In case you're not aware of the splitting lemma, let's prove this by hand (this proof obviously extends easily to the fully general case).
First, let $H = \tilde{H}_1(T,S)$ and let's give the maps names:
$$0\rightarrow \mathbb{Z}\oplus\mathbb{Z} \overset{f_1}{\rightarrow} H \overset{f_2}{\rightarrow}\mathbb{Z}\rightarrow 0.$$
Note that the map $\mathbb Z \to 0$ is trivial so its kernel is the whole of $\mathbb{Z}$. Hence, the map $H \overset{f_2}{\to} \mathbb Z$ must be surjective by exactness. Let $h \in H$ be an element such that $f_2(h) = 1$. Define the function $g \colon \mathbb{Z} \to H$ on the generator by $g(1) = h$. It is then easy to see that $f_2(g(n)) = n$ for all $n \in \mathbb{Z}$.

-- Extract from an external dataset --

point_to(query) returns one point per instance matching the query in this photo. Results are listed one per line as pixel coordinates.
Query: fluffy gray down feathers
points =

Now define a map $i \colon (\mathbb{Z}\oplus \mathbb{Z}) \oplus \mathbb{Z} \to H$ by $i(x,y) = f_1(x) + g(y)$. We see that $i$ is clearly a homormophism.
Note that if $i(x,y) = 0$ then $f_1(x) + g(y) = 0$ which means that $f_1(x)=g(y)$ and so $f_2(f_1(x)) = f_2(g(y))$. But $f_2(g(y))=y$ by the definition of $g$. Also, by exactness, $f_2(f_1(x)) = 0$, so we have $y=0$. It follows that $f_1(x) = 0$ and, as $f_1$ is injective by exactness, $x$ must be $0$. It follows that $i$ is injective.
Now, let $z \in H$. Let $\tilde{z} = z - g(f_2(z))$. We have $f_2(\tilde{z}) = f_2(z) - f_2(g(f_2(z))) = f_2(z) - f_2(z) = 0$ so $\tilde{z} \in \ker f_2$. It follows that $\tilde{z} \in \operatorname{im}f_1$ by exactness. Let $a \in \mathbb{Z} \oplus \mathbb{Z}$ be such that $f_1(a) = \tilde{z}$. Finally, we see that
$$i(a,f_2(z)) = f_1(a)+g(f_2(z)) = \tilde{z} + g(f_2(z)) = z - g(f_2(z)) +g(f_2(z)) = z.$$ Hence, $z$ is in the image of $i$ and so $i$ is surjective. It follows that $i$ is an isomorphism.